The "self-portrait".

A great deal has been made by some commentators on Bosch about his "self-portrait". Indeed, some even go so far as to identify the tree man figure on the Hell panel of the Garden of Earthly Delights as Bosch himself. I do not see such a likeness between these two images. However, it did lead me to look a little more into this 'self-portrait'.
It turns out that this drawing in charcoal and red chalk, is one of the folios (fol.275) in a manuscript Recueil d'Arras, Ms 166 in the Bibliotheque Municipale d'Arras in Northern France. This is dated to around 1550 and thus not by Bosch himself. The manuscript has been attributed to a Jacques Le Boucq (ca.1520-1573) and contains many portrait drawings of historical characters - John of Luxembourg (1296-1346), Henry VII (1457-1509), Marguerite de France (1310-82) - whom Jacques Le Boucq could never have seen. Consequently, this image of Bosch is at best a reconstructed one and probably not an accurate likeness.

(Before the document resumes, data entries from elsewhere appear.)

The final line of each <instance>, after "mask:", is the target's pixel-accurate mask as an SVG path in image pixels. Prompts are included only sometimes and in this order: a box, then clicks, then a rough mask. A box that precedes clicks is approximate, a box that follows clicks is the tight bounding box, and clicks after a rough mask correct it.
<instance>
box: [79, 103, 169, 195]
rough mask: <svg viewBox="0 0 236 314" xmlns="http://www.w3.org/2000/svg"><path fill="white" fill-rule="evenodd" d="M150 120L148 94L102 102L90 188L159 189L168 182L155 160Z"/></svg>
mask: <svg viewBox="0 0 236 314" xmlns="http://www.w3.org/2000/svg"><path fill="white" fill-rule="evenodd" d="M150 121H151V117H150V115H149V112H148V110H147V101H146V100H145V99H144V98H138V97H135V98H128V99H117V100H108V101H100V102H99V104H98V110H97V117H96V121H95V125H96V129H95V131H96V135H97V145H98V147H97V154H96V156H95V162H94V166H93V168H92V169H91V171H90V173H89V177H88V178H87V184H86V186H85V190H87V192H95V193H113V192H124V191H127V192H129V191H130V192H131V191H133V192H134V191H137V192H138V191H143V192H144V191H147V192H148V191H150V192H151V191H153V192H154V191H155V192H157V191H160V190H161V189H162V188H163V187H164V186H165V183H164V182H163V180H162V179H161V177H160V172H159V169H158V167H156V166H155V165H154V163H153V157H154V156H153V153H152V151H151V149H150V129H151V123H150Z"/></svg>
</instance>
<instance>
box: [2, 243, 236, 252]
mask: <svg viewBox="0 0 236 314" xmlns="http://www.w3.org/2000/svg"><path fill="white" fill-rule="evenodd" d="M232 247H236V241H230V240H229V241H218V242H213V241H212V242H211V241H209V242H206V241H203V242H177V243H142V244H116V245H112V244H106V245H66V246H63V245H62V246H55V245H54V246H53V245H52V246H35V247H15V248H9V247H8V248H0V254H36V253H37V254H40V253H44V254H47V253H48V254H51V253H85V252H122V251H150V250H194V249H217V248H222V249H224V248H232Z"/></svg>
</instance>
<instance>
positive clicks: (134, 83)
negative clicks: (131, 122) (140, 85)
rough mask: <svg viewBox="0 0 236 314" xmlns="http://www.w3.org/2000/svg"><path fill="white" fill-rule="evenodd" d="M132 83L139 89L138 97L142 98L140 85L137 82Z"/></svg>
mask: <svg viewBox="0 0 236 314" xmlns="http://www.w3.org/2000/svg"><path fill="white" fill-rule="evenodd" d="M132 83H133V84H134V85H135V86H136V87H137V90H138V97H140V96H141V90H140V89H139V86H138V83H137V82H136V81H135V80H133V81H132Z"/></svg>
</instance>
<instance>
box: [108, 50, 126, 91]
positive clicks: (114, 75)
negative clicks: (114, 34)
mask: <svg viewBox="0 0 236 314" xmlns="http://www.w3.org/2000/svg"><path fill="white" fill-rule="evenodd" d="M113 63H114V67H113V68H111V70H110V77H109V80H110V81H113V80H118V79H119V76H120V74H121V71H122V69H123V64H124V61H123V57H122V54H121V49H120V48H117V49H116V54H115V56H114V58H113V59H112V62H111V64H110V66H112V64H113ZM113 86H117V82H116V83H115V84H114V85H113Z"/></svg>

There is a good article on The Authorship of the Recueil d'Arras by Lorne Campbell in Journal of the Warburg and Courtauld Institutes Vol. 40, (1977), pp. 301-313.



A century later, the French engraver of portraits, Esme de Boulonois, appears to have reworked this image into two engravings.

  

There is another supposed portrait of Bosch which appears to have been created in the Southern Netherlands sometime in 1585, which is now in Amherst College in Massachusetts. This may in fact be a 17th century painting. The forms on the right side of the face (as we view it) are similar to those in the Esme de Boulonois engraving.